Certain cosmetic procedures can offer the most bang for your buck. Men
have been turning to eyelid surgery, which was the fourth-most-common
surgical cosmetic procedure last year, according to the American
Society of Plastic Surgeons. Also, teeth whitening is a great
investment, because teeth turn gray as we age, Patzer says.
Patzer does not particularly enjoy the results of his research and
often says "beauty can be ugly" because society puts entirely too much
emphasis on physical attractiveness and the widespread bias in favor of
good looks is so discriminatory. But he does not believe there will be
a change in our preference for physically attractive people an time
soon. Attitudes, social norms, and technological advances are going to
make cosmetic surgery increasingly common, Patzer says. He predicts it
will become a tool in career advancement—just like clothes or education.

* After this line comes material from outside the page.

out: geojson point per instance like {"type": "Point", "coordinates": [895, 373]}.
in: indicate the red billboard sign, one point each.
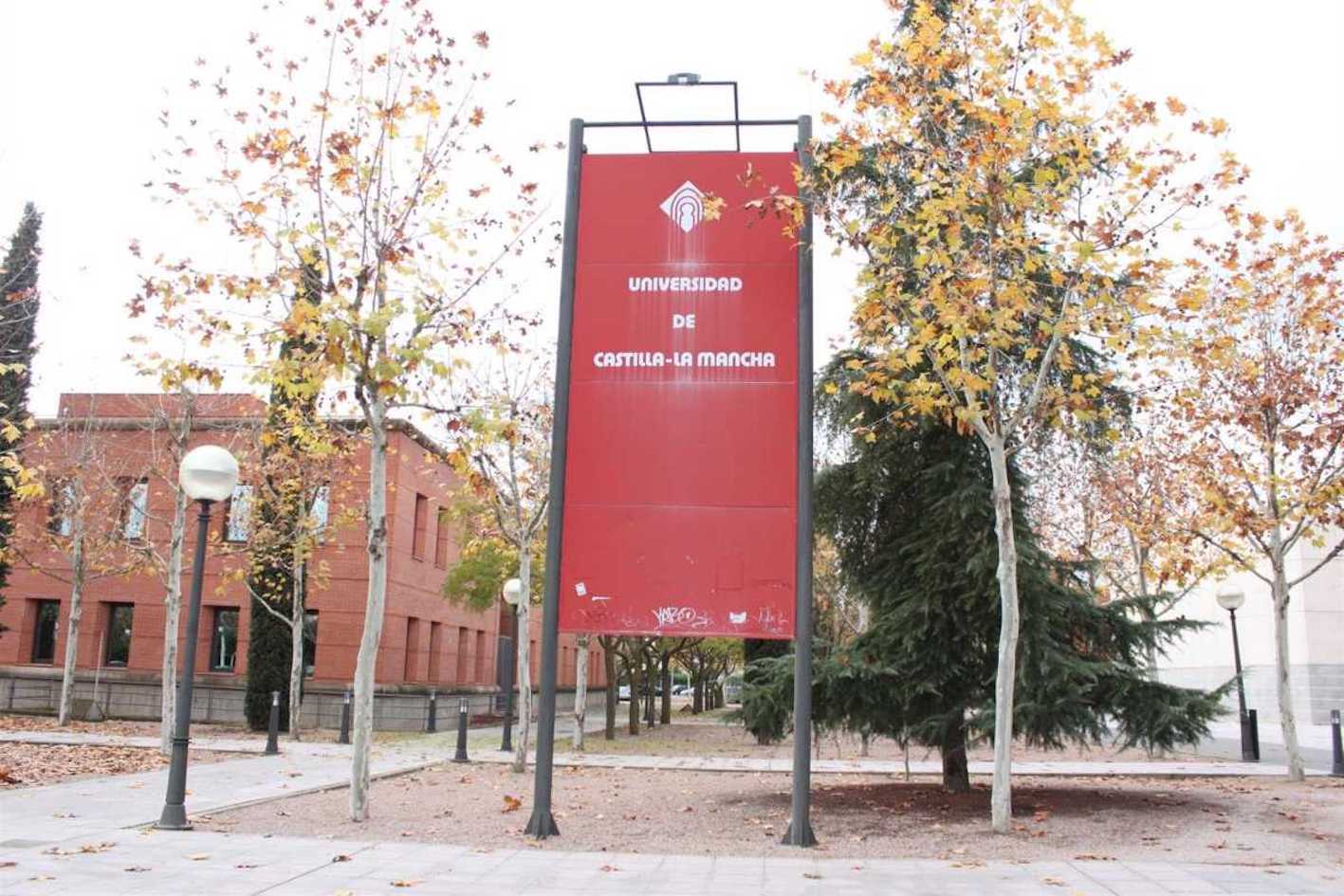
{"type": "Point", "coordinates": [680, 484]}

Larry Weinstein,MD FACS has found many patients who have the
experience, but are passed over because they look old or are not as
attractive as another. www.drlarryweinstein.com
Penelope Trunk, a careers blogger and author of Brazen Careerist,
predicted in a blog entry earlier this year that plastic surgery will
become a tool "for the go-getters and career-minded" and will even be a
routine procedure for college grads.
Executive coach Judy Jernudd helps her corporate clients improve their
body language, appearance, and clothing, often using a video camera to
show a slumped posture or unenthusiastic delivery. "Almost all of us,
if we would admit it, and it may not be conscious, we do make pretty
quick impressions of people," she says, noting that good-looking people
tend to have a universal appeal that attracts everyone. Jernudd
believes there's a lot that people can do to improve their looks.
"I'm not encouraging everyone to go out and get cosmetic surgery,"

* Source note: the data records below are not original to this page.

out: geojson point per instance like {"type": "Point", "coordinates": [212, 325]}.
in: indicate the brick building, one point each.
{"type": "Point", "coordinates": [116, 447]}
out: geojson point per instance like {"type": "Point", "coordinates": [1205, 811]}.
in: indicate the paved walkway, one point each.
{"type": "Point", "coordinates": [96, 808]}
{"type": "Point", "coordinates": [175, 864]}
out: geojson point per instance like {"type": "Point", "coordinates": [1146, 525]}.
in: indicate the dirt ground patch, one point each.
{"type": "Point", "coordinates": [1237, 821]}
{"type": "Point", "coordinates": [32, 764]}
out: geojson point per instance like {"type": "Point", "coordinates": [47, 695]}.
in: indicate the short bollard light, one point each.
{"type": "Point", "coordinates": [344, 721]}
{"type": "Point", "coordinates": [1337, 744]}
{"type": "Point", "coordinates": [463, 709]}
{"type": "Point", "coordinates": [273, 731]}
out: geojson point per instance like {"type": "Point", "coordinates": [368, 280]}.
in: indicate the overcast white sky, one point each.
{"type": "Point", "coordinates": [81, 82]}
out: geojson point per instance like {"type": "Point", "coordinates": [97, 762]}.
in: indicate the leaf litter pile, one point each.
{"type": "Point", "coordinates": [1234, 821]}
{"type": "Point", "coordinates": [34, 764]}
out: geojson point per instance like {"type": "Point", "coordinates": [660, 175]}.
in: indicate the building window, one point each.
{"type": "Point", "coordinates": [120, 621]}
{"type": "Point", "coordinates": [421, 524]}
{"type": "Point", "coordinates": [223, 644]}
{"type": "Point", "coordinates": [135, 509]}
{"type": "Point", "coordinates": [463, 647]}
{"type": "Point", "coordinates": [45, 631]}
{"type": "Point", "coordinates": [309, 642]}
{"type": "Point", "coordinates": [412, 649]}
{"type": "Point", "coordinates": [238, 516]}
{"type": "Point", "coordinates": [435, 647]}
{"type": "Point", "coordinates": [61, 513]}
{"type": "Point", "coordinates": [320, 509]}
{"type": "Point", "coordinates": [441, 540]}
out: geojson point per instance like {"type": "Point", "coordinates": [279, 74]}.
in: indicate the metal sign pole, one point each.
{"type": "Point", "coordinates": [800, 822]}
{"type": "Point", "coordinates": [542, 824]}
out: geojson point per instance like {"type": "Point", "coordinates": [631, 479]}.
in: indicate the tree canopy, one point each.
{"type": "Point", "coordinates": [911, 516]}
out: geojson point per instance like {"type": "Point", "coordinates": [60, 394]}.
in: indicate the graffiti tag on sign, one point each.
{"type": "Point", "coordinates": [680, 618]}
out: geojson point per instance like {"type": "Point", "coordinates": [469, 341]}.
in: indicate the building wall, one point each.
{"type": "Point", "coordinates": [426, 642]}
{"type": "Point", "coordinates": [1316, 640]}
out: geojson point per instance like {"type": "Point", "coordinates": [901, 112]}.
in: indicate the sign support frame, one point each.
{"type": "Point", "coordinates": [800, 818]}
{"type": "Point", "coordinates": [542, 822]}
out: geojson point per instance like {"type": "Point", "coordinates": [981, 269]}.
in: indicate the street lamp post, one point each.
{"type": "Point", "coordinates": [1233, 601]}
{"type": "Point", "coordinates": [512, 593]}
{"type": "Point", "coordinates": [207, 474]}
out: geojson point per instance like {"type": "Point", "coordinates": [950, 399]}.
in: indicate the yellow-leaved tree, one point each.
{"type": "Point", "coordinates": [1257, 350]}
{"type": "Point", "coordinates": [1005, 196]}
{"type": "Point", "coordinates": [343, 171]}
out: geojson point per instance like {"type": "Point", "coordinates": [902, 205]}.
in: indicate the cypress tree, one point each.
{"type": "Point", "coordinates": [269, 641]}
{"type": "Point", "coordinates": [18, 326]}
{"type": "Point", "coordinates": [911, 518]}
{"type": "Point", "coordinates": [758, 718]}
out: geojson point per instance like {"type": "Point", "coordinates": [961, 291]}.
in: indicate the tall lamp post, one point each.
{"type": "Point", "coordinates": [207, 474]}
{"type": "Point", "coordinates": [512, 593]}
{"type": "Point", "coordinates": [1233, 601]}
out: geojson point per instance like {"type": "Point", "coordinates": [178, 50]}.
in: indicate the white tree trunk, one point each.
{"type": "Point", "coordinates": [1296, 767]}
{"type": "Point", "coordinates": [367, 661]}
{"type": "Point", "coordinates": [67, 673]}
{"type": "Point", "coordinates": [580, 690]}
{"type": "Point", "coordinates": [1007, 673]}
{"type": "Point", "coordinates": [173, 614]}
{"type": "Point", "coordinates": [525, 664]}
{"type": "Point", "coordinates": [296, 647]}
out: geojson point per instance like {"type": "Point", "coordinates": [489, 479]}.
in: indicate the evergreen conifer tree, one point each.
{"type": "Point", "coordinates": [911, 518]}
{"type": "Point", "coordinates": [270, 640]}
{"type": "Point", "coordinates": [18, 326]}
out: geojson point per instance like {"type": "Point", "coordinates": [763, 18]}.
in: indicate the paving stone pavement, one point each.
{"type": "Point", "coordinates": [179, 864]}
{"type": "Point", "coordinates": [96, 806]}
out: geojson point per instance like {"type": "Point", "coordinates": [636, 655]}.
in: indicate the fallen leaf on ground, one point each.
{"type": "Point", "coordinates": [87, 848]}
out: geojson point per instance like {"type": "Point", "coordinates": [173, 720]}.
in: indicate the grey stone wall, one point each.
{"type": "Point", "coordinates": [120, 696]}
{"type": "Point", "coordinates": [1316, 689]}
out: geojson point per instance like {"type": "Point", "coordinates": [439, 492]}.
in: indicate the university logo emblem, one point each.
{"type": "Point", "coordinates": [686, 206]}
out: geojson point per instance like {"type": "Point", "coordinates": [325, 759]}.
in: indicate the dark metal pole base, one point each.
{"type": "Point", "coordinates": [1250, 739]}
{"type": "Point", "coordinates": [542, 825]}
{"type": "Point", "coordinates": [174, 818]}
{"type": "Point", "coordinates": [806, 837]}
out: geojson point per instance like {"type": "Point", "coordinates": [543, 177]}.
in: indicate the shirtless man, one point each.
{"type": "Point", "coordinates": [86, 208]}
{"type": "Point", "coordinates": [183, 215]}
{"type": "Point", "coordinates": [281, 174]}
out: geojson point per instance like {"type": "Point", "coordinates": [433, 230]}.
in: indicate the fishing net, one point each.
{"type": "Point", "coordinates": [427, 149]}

Jernudd says. "I think there are people that can go overboard on
cosmetic surgery. But I do think that you can see people—if it's done
correctly—where they can look 10 years younger."
History is, of course, full of very successful individuals who weren't
much to look at: Think Napoleon or Albert Einstein. But these are the
exceptions, and they don't disprove the rule, Patzer says.
There is, of course, one other option. People could all rise up, armed
with the awareness of their discriminatory tendencies, and make a
conscious effort to start treating everyone equally. Even newborns.